Written by Patseni Mauka
According to Malawi News, on December 30 2018, President Peter Mutharika held talks with United Democratic Front (UDF) leader Atupele Muluzi to work out an election alliance in the tripartite elections in May this year. This is not the first time this has been reported. A few weeks ago, I analyzed this possible election alliance. I looked at what each of the parties might be secretly planning to benefit from the possible alliance.
Since coming a distant fourth in the 2014 elections, Atupele Muluzi has not said much about his ambition to be President of Malawi. He has been quietly loyal to corrupt Mutharika and learning the trade of governing in different government portfolios. But he has not dumped his presidential ambitions and will never do. His father, Bakili Muluzi, aged 74, has the ambition to one day see his son as President.
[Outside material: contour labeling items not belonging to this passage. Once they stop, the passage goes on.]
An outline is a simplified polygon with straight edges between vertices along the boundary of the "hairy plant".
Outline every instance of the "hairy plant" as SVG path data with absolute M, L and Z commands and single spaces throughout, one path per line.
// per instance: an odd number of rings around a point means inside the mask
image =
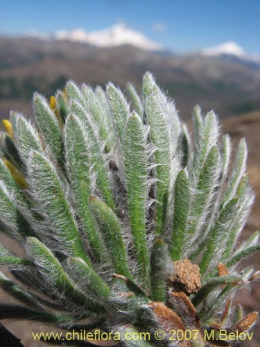
M 229 346 L 220 329 L 246 331 L 257 316 L 234 301 L 258 277 L 239 262 L 260 248 L 258 232 L 238 246 L 253 203 L 245 141 L 229 174 L 213 111 L 195 108 L 191 141 L 149 73 L 141 98 L 128 90 L 130 103 L 112 83 L 69 81 L 50 103 L 34 94 L 35 124 L 3 121 L 0 228 L 19 248 L 0 246 L 0 284 L 19 303 L 1 303 L 0 319 L 150 333 L 122 346 Z M 194 331 L 173 341 L 171 330 Z

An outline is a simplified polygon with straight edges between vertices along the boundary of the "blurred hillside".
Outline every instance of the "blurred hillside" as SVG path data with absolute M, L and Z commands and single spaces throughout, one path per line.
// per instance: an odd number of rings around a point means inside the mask
M 140 88 L 149 70 L 175 100 L 183 117 L 199 103 L 221 117 L 260 108 L 259 70 L 256 62 L 232 56 L 175 56 L 131 45 L 112 48 L 57 40 L 0 37 L 0 117 L 10 109 L 31 115 L 37 90 L 49 97 L 71 78 L 105 86 L 112 81 L 123 90 L 131 81 Z

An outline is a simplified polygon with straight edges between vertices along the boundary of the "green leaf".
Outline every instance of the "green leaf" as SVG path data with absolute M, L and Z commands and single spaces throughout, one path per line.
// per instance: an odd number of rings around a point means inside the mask
M 233 267 L 242 259 L 245 259 L 249 255 L 252 255 L 254 253 L 260 250 L 260 244 L 254 244 L 250 247 L 247 247 L 239 252 L 236 253 L 227 263 L 226 266 L 228 269 Z
M 223 208 L 219 216 L 216 219 L 214 226 L 209 231 L 208 240 L 206 245 L 206 251 L 203 255 L 202 260 L 200 264 L 200 273 L 202 275 L 214 262 L 217 263 L 219 260 L 219 253 L 221 256 L 223 251 L 223 242 L 227 238 L 228 230 L 227 223 L 232 217 L 237 208 L 237 198 L 232 198 Z
M 63 123 L 65 123 L 66 118 L 69 115 L 68 103 L 66 100 L 65 96 L 63 93 L 58 92 L 55 95 L 56 98 L 56 107 L 61 119 Z
M 215 187 L 218 183 L 220 171 L 220 158 L 217 148 L 213 146 L 200 169 L 198 183 L 191 196 L 191 208 L 188 221 L 187 233 L 190 241 L 185 246 L 189 254 L 195 251 L 196 244 L 202 239 L 202 232 L 205 218 L 208 214 L 212 201 L 215 198 Z M 192 189 L 192 187 L 191 187 Z
M 237 208 L 233 218 L 229 220 L 229 233 L 225 245 L 225 251 L 222 255 L 222 262 L 230 257 L 236 241 L 247 221 L 253 202 L 248 176 L 244 176 L 239 183 L 236 191 L 238 199 Z
M 116 216 L 105 203 L 94 196 L 90 197 L 89 206 L 103 235 L 115 272 L 132 279 L 123 232 Z
M 110 295 L 110 289 L 105 282 L 97 273 L 80 258 L 71 257 L 69 261 L 73 269 L 73 275 L 81 285 L 82 290 L 91 292 L 98 298 L 107 300 Z
M 161 239 L 155 241 L 150 255 L 150 294 L 153 301 L 165 301 L 168 249 Z
M 12 194 L 0 180 L 0 221 L 1 230 L 19 240 L 26 236 L 35 236 L 28 221 L 14 201 Z
M 87 262 L 71 207 L 66 198 L 66 188 L 56 169 L 43 155 L 34 152 L 28 162 L 29 178 L 40 212 L 58 237 L 60 245 L 69 255 Z
M 140 98 L 137 93 L 135 87 L 132 83 L 128 83 L 127 85 L 128 94 L 132 101 L 132 107 L 134 110 L 139 115 L 141 119 L 143 119 L 144 117 L 144 108 L 141 104 Z
M 141 119 L 135 112 L 127 123 L 123 151 L 129 218 L 139 273 L 144 282 L 149 270 L 146 232 L 148 155 L 146 137 Z
M 1 260 L 0 260 L 1 264 Z M 16 300 L 31 307 L 37 307 L 37 305 L 33 296 L 25 289 L 9 280 L 3 273 L 0 271 L 0 286 L 9 295 L 13 296 Z
M 234 164 L 232 175 L 228 180 L 227 188 L 223 198 L 222 204 L 232 198 L 236 192 L 239 182 L 245 174 L 248 148 L 245 139 L 242 139 L 239 144 L 236 162 Z
M 231 140 L 230 136 L 228 134 L 226 134 L 223 136 L 222 139 L 222 182 L 225 181 L 225 178 L 227 177 L 229 165 L 230 162 L 230 155 L 231 155 Z
M 115 210 L 108 163 L 105 159 L 101 142 L 94 130 L 88 114 L 80 105 L 73 102 L 71 108 L 72 112 L 81 121 L 86 136 L 85 143 L 87 146 L 91 174 L 92 174 L 92 185 L 96 187 L 107 204 Z
M 16 118 L 15 129 L 15 136 L 25 161 L 28 160 L 31 151 L 43 152 L 39 135 L 33 124 L 23 117 L 18 116 Z
M 121 91 L 113 84 L 107 86 L 107 93 L 119 138 L 123 142 L 126 121 L 130 115 L 129 106 Z
M 156 232 L 157 234 L 163 234 L 170 183 L 171 155 L 168 129 L 162 109 L 156 96 L 151 95 L 148 98 L 145 112 L 147 122 L 150 126 L 149 138 L 155 151 Z
M 174 214 L 171 255 L 173 260 L 182 259 L 187 239 L 187 215 L 190 202 L 190 187 L 187 170 L 181 170 L 175 180 L 174 187 Z
M 218 139 L 218 126 L 216 117 L 213 111 L 209 112 L 204 121 L 200 115 L 200 109 L 194 110 L 195 155 L 193 174 L 195 181 L 200 177 L 201 169 L 207 160 L 210 151 L 216 146 Z
M 94 122 L 98 128 L 101 140 L 105 142 L 107 151 L 110 151 L 111 143 L 110 141 L 107 142 L 107 140 L 110 137 L 111 126 L 107 123 L 107 119 L 105 116 L 105 112 L 103 112 L 98 97 L 90 87 L 83 84 L 81 89 L 85 98 L 87 112 L 91 115 Z
M 85 98 L 80 88 L 72 81 L 69 81 L 67 83 L 66 92 L 69 101 L 77 101 L 85 110 L 86 110 L 87 104 Z
M 93 194 L 93 183 L 87 139 L 82 122 L 76 117 L 69 116 L 64 127 L 67 171 L 77 203 L 77 212 L 92 249 L 101 262 L 101 260 L 105 261 L 106 252 L 88 206 L 89 198 Z
M 35 117 L 45 139 L 46 144 L 57 160 L 62 163 L 63 160 L 62 137 L 57 117 L 46 101 L 37 93 L 33 95 L 33 105 Z
M 58 259 L 40 241 L 35 237 L 28 237 L 26 251 L 49 288 L 60 296 L 61 301 L 62 298 L 67 298 L 94 312 L 102 310 L 101 305 L 88 298 L 76 286 Z

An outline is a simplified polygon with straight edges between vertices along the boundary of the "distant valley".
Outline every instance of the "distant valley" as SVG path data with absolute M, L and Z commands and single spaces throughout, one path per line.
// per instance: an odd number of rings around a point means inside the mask
M 225 53 L 225 52 L 224 52 Z M 46 97 L 67 79 L 94 85 L 128 81 L 140 91 L 146 71 L 175 101 L 181 116 L 200 104 L 221 117 L 260 108 L 257 62 L 232 54 L 175 55 L 131 44 L 105 47 L 68 40 L 0 37 L 0 117 L 10 109 L 31 115 L 35 90 Z

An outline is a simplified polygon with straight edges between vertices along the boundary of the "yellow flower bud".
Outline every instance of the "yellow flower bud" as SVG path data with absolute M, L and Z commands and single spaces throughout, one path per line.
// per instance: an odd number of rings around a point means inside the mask
M 56 108 L 56 99 L 53 95 L 50 98 L 50 108 L 54 110 Z
M 11 137 L 14 137 L 14 133 L 12 131 L 12 124 L 8 119 L 3 119 L 2 121 L 3 126 L 6 128 L 6 133 Z
M 7 159 L 3 159 L 3 162 L 8 168 L 11 175 L 14 178 L 14 179 L 17 181 L 18 185 L 21 188 L 28 188 L 28 185 L 24 175 L 15 167 L 13 164 L 11 163 L 10 161 Z

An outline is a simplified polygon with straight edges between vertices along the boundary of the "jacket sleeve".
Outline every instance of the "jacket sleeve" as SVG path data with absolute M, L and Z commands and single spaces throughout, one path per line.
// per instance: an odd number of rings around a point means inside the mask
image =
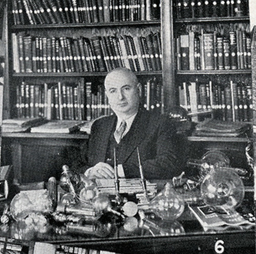
M 186 161 L 186 147 L 187 143 L 185 137 L 178 135 L 175 124 L 167 117 L 159 121 L 150 154 L 142 154 L 142 166 L 145 178 L 150 179 L 172 179 L 179 175 L 183 169 Z M 145 149 L 146 150 L 146 148 Z M 143 154 L 143 151 L 142 151 Z M 136 157 L 136 151 L 134 156 Z M 143 159 L 144 158 L 144 159 Z M 123 165 L 128 177 L 140 177 L 138 160 L 128 160 Z

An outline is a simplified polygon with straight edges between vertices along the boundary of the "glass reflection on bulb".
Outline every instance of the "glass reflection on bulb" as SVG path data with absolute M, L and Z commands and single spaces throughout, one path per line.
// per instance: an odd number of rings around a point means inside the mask
M 167 183 L 164 188 L 150 202 L 150 210 L 164 220 L 173 220 L 178 218 L 184 209 L 184 201 L 175 192 L 171 184 Z
M 201 185 L 201 193 L 206 205 L 230 210 L 238 206 L 243 199 L 244 186 L 234 171 L 215 167 L 204 179 Z

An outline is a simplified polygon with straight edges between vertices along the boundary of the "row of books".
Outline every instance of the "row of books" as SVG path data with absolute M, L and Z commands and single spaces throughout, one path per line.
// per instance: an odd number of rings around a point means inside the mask
M 208 118 L 197 124 L 192 134 L 201 137 L 241 137 L 248 134 L 251 129 L 248 122 Z
M 161 70 L 160 33 L 145 36 L 95 36 L 77 39 L 12 34 L 13 69 L 19 72 Z
M 15 24 L 160 19 L 160 0 L 12 0 Z
M 249 15 L 248 0 L 176 0 L 177 18 Z
M 34 84 L 25 82 L 16 86 L 16 116 L 52 120 L 91 120 L 111 114 L 104 87 L 92 87 L 81 78 L 77 83 Z M 153 78 L 142 86 L 141 103 L 148 110 L 162 110 L 162 84 Z M 96 90 L 96 91 L 95 91 Z
M 88 225 L 87 229 L 92 232 L 95 230 L 95 227 Z M 118 254 L 115 252 L 106 250 L 100 250 L 92 249 L 89 247 L 76 247 L 65 245 L 64 244 L 53 244 L 52 243 L 35 242 L 31 247 L 31 254 L 42 254 L 47 250 L 48 254 Z
M 178 70 L 234 70 L 251 68 L 251 38 L 244 30 L 226 36 L 215 31 L 189 32 L 176 39 Z
M 215 110 L 224 121 L 252 119 L 251 86 L 230 81 L 222 86 L 209 83 L 184 82 L 179 88 L 180 105 L 189 112 Z
M 97 117 L 99 111 L 101 115 L 110 113 L 106 96 L 92 93 L 92 83 L 85 82 L 83 78 L 78 84 L 36 85 L 23 82 L 16 87 L 16 94 L 18 118 L 90 120 Z

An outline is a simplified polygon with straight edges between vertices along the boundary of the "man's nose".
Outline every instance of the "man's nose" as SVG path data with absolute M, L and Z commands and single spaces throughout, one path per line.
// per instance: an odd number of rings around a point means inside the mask
M 123 92 L 122 90 L 118 91 L 118 99 L 120 100 L 123 99 L 124 97 L 123 95 Z

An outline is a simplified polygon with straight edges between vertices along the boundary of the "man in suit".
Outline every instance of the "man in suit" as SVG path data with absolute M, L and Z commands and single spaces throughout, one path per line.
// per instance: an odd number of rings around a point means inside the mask
M 137 147 L 146 179 L 167 179 L 179 175 L 179 142 L 174 123 L 141 106 L 141 84 L 136 75 L 128 69 L 118 68 L 108 74 L 104 85 L 115 114 L 93 124 L 88 147 L 81 157 L 83 162 L 79 165 L 86 175 L 114 178 L 114 147 L 120 177 L 140 177 Z

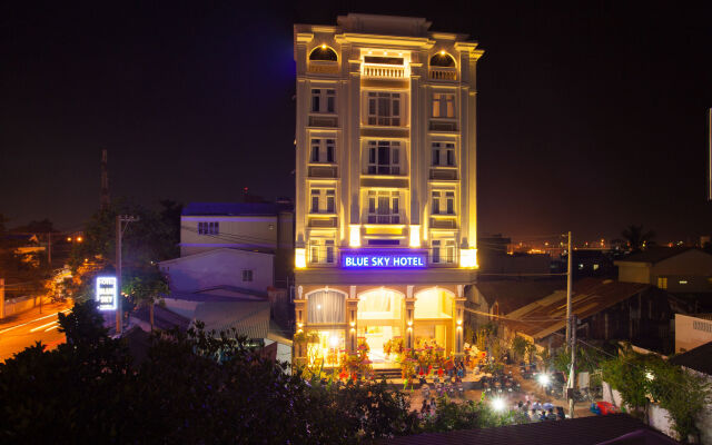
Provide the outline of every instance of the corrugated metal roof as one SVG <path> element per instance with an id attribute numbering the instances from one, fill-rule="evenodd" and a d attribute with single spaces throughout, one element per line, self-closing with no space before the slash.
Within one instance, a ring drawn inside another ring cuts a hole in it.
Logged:
<path id="1" fill-rule="evenodd" d="M 289 205 L 273 202 L 190 202 L 182 216 L 275 216 L 289 209 Z"/>
<path id="2" fill-rule="evenodd" d="M 572 312 L 584 319 L 647 288 L 651 286 L 639 283 L 584 278 L 573 285 Z M 566 326 L 566 293 L 556 291 L 508 314 L 507 317 L 510 319 L 504 323 L 511 329 L 535 339 L 543 338 Z"/>

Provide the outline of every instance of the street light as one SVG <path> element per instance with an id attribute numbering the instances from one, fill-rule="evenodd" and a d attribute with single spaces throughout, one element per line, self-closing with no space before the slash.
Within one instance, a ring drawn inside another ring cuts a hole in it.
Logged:
<path id="1" fill-rule="evenodd" d="M 505 407 L 506 407 L 506 403 L 504 402 L 504 399 L 500 397 L 492 399 L 492 408 L 497 413 L 502 413 Z"/>

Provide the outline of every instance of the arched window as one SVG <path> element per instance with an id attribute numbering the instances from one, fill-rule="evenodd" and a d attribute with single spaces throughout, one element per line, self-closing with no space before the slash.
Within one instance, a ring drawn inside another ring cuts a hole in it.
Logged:
<path id="1" fill-rule="evenodd" d="M 309 55 L 309 60 L 327 60 L 335 62 L 337 59 L 338 57 L 336 56 L 336 51 L 334 51 L 326 44 L 314 48 L 314 50 Z"/>
<path id="2" fill-rule="evenodd" d="M 431 67 L 448 67 L 455 66 L 455 59 L 445 51 L 437 52 L 431 58 Z"/>
<path id="3" fill-rule="evenodd" d="M 316 290 L 307 295 L 307 323 L 345 322 L 346 295 L 335 290 Z"/>

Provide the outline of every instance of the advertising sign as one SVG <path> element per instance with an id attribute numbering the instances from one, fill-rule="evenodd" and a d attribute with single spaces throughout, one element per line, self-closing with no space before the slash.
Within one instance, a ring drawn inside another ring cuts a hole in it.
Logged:
<path id="1" fill-rule="evenodd" d="M 116 310 L 116 277 L 97 277 L 97 301 L 99 310 Z"/>
<path id="2" fill-rule="evenodd" d="M 347 269 L 411 269 L 427 267 L 427 253 L 400 251 L 343 251 L 342 267 Z"/>

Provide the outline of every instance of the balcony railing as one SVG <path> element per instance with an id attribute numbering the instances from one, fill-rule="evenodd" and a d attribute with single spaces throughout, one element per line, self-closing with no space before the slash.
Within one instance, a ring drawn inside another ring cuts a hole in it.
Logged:
<path id="1" fill-rule="evenodd" d="M 457 80 L 456 68 L 431 67 L 431 79 L 433 80 Z"/>
<path id="2" fill-rule="evenodd" d="M 379 65 L 365 65 L 362 68 L 362 76 L 386 78 L 386 79 L 404 79 L 406 77 L 405 67 L 390 67 Z"/>

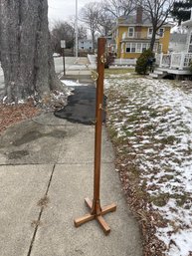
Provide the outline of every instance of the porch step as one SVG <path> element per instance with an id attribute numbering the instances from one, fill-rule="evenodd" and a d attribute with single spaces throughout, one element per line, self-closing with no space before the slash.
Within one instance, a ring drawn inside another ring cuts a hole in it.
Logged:
<path id="1" fill-rule="evenodd" d="M 155 73 L 149 73 L 149 77 L 151 77 L 152 79 L 158 79 L 158 74 Z"/>
<path id="2" fill-rule="evenodd" d="M 154 70 L 154 74 L 163 75 L 163 71 L 161 71 L 161 70 Z"/>

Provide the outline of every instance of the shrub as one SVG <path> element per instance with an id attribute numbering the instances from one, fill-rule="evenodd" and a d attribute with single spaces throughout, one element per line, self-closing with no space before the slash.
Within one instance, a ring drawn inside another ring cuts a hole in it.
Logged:
<path id="1" fill-rule="evenodd" d="M 190 62 L 189 69 L 192 72 L 192 61 Z"/>
<path id="2" fill-rule="evenodd" d="M 140 75 L 145 75 L 150 68 L 148 60 L 154 58 L 154 54 L 150 49 L 144 51 L 136 61 L 135 72 Z"/>

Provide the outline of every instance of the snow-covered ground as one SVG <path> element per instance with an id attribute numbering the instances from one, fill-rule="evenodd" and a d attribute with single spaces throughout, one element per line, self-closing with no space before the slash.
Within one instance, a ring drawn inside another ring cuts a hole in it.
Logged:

A self appointed ‘political engineer’, senior Muluzi will do anything to see this goal achieved.
It wouldn’t be surprising that one of the contentious issues on the discussions is that Atupele wants to be running mate to Mutharika. It’s the only guaranteed deal for UDF. Anything else would not be guaranteed. Not even the second vice presidency. Like I have said before, if he succeeds, it would be an opportunity for UDF to come back to power in the unlikely event that God decides to recall the old and frail Mutharika while in office. This is the senior Muluzi’s greatest wish, to see his son become President and UDF back in power.
DPP on the other hand, just wants to retain power by hook or crook. UDF would be foolish to take DPP’s promises seriously. DPP and UDF are greatest political foes pretending to work together but each one secretly wishing to eliminate the other. That’s why they don’t trust each other and the alliance talks have been taking place for a long time without reaching an agreement.
Only time will tell whether DPP and UDF will work together in this year’s elections. However, the long talks reveal the fact that these parties are seeking an alliance because they know they can’t win the elections on their own. This is normal in politics but surprising to many who have heard DPP’s bluff that it’s popular enough to win with a landslide.
Some of us are not surprised. DPP will find it very hard to win elections alone because it’s popularity has been on the decline since 2009. DPP was formed with it’s founder, late Bingu Wa Mutharika, already a president. Bingu used UDF to get into government before dumping it to form DPP. After a brilliant performance in his first term, Malawians rewarded him with 66% of the vote in the 2009 general elections.
By the time Bingu died in office, DPP’s popularity was already on the decline due many social and political grievances. Luckily for DPP, the caretaker government of People’s Party (PP) blundered too much and Malawians sought refuge in DPP again. But DPP won by an embarrassing 36% in 2014. In other words, 64% of the voters didn’t want DPP back in government. In 2017, it’s support dwindled to 27% according to a research by Afrobarometer.
A poll conducted by Malawi Institute of Public Opinion Research (IPOR) showed that in August, 2018, 33% of the respondents identified with DPP ahead of MCP(31%) and UTM(17%). This was one month after UTM’s launch and clear evidence of a change of the Malawian political landscape.
You would think that paid DPP analysts would know that all these figures and the alliance talks between DPP and UDF shows they can’t declare victory now, let alone a landslide one. But typical of people who feel highly of themselves, ali yaviyavi kutumbwa. It’s hilarious to watch. They say they will win with a landslide but secretly know that ndeu idakalipo. DPP knows it can’t win elections without an alliance.